Olney: Philip Green Works To Revitalize North 5th Street Corridor
Philip Green is the co-director of the North 5th Street Revitalization Project, alongside Stephanie Michel (below). The mission of this organization is to keep the streets clean and safe, support the merchants with business services, and bring activities to the community. They use a grassroots approach in order to grow and maintain close relationships with merchants and residents in the community.
Coming from Portland, Oregon, Green has been serving the North 5th Street community since 2011. After one year of volunteering with the organization through AmeriCorps, he accepted the position to be co-director and corridor development manager.
How does the community feel about “outsiders” coming in to help? Is there any backlash?
Not really. I’ve seen that happen in other communities. People can definitely be rightfully [aggrieved] by outsiders in the neighborhood coming in. All of the work that we do is informed by the community. We’ve held several community meetings where we’ve asked the community: What do you see in the neighborhood? What [are] its strengths? Its weaknesses? And that basically gives us a giant to-do list of items that people want to see. We also do an annual survey of the shoppers, as well as an annual survey of the merchants to kind of keep our finger on the pulse of what they want.
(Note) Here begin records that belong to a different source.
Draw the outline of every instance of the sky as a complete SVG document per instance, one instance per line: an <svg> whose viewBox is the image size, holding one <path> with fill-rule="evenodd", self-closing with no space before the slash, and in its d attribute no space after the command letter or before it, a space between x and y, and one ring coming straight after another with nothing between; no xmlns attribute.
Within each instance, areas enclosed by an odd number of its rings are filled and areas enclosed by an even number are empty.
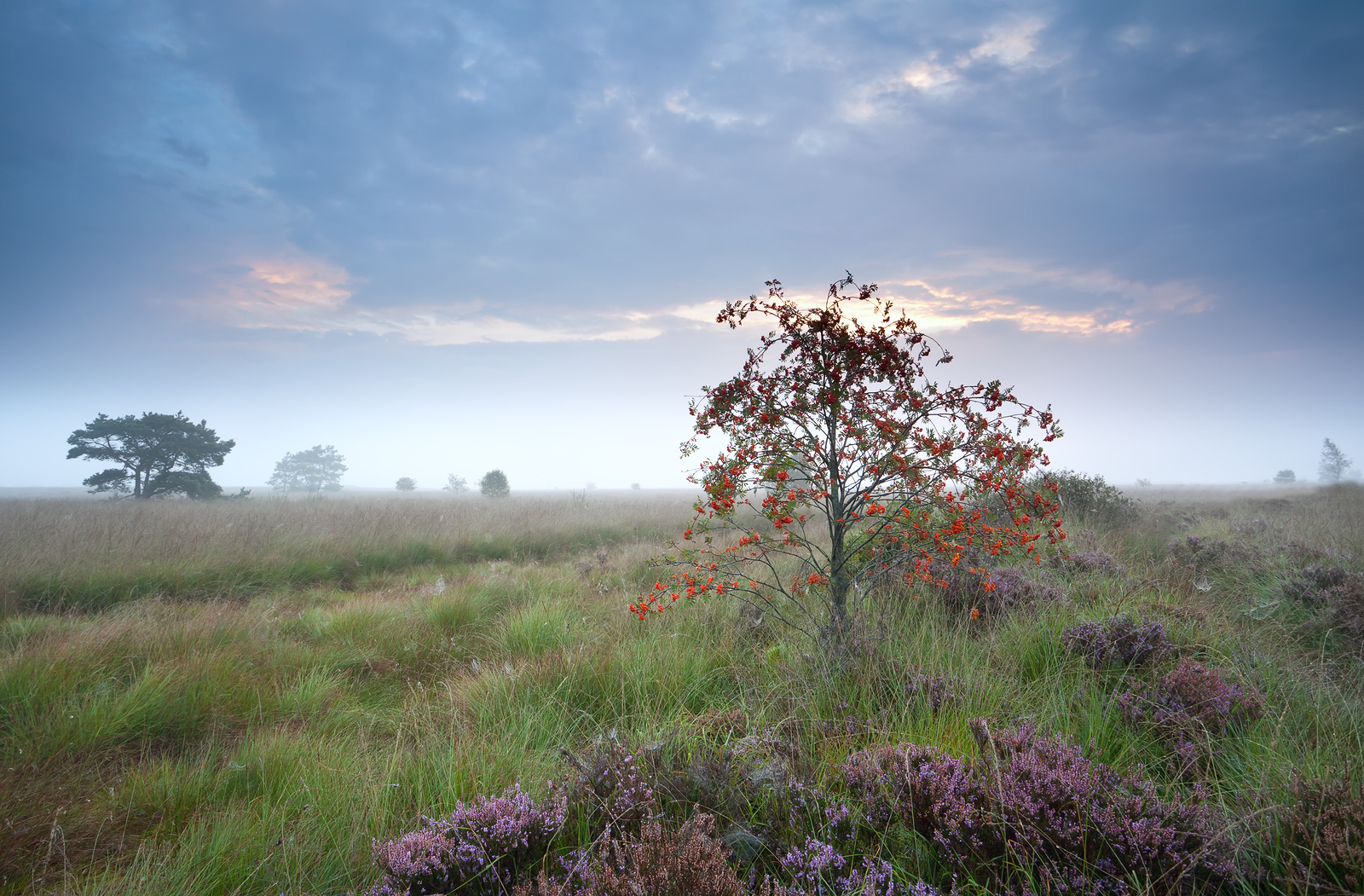
<svg viewBox="0 0 1364 896"><path fill-rule="evenodd" d="M261 486L685 484L851 271L1131 483L1364 464L1364 4L7 0L0 487L183 410Z"/></svg>

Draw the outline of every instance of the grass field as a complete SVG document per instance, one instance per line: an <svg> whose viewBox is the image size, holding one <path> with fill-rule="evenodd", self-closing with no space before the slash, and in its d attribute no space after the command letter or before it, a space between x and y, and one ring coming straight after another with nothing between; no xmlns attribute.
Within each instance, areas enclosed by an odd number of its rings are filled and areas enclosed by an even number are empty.
<svg viewBox="0 0 1364 896"><path fill-rule="evenodd" d="M1027 570L1028 601L973 621L900 593L837 661L724 603L626 612L685 495L3 502L0 892L357 892L381 878L375 840L513 783L544 796L612 745L651 757L668 818L709 810L756 844L741 874L794 886L783 855L835 835L772 821L792 781L870 818L850 757L917 743L966 761L978 717L1198 803L1230 850L1215 880L1128 892L1348 892L1364 880L1346 775L1364 757L1364 491L1281 494L1143 492L1121 524L1068 520L1093 562ZM1067 629L1117 614L1159 622L1174 651L1097 667L1067 649ZM1255 712L1124 715L1123 694L1184 661ZM555 848L592 836L566 828ZM947 892L953 871L962 892L1003 886L913 825L859 836L848 848L900 888ZM816 877L805 892L858 892Z"/></svg>

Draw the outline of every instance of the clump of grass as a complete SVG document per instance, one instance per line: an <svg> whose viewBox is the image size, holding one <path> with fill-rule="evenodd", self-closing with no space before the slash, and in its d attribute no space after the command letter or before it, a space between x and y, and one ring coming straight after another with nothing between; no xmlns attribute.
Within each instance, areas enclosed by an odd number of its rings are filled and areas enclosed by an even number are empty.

How would you describe your relationship with the community and the merchants?
We have 340 active businesses – that’s a lot of businesses. So we aren’t on first-name basis with all the businesses. Also, some businesses tend to come and go really fast before we really get a chance to meet them. I would say we work really closely with 30 businesses on the corridor, as in we’ve helped them get a grant in the past, we’ve helped them put together an application, we’ve done a workshop with them, we’ve hosted a meeting at their location. Then I would say the other 50 percent of the businesses know us, recognize us, but they haven’t necessarily taken advantage of our services. We clean up the sidewalks regardless.
Considering that you are restoring this community, how do you feel about the gentrification going on in the rest of the city?
So gentrification isn’t really an issue that we bump up against up here in Olney, because we’re so far away from Center City that we are by no means on the front lines of gentrification. Gentrification is a really complicated issue. I know people who have our jobs in neighborhoods like Fishtown and in West Philly and in places that are on the cutting edge of gentrification, and by no means it is their mission to see the original residents priced out of their neighborhoods.
As the neighborhoods get safer and cleaner, they want as many of the original residents to reap those benefits. But we live in an economy based on capitalism. There’s no way that a community effort can take on demand for housing in a hip neighborhood; we’re just no match.
Where do you see this organization going long-term?
It’s our intent to be here for the long haul. You know, funding (from the Philadelphia Commerce Department) is always fragile. The idea is to build ourselves up into a self-sustained organization that the neighborhood itself will sustain, so that we no longer rely on tenuous government grants that could disappear at the stroke of a pen.
Do you think the North 5th Street Revitalization Project will grow past Olney?
Perhaps. I mean there are some powerhouse CDCs (community development corporations) that have expanded gradually. It typically takes decades and decades for a CDC to grow beyond a corridor, a neighborhood, to two neighborhoods. Again, that depends on funding, being at the right place at the right time, talent and your leadership, whatever that might be. Right now we’re just focused on North 5th Street because it’s 340 businesses and it’s a lot going on. I know that there’s interest and need for the services we provide in the surrounding areas. We’re just not at any sort of capacity to take on a different neighborhood beyond North 5th Street and Olney.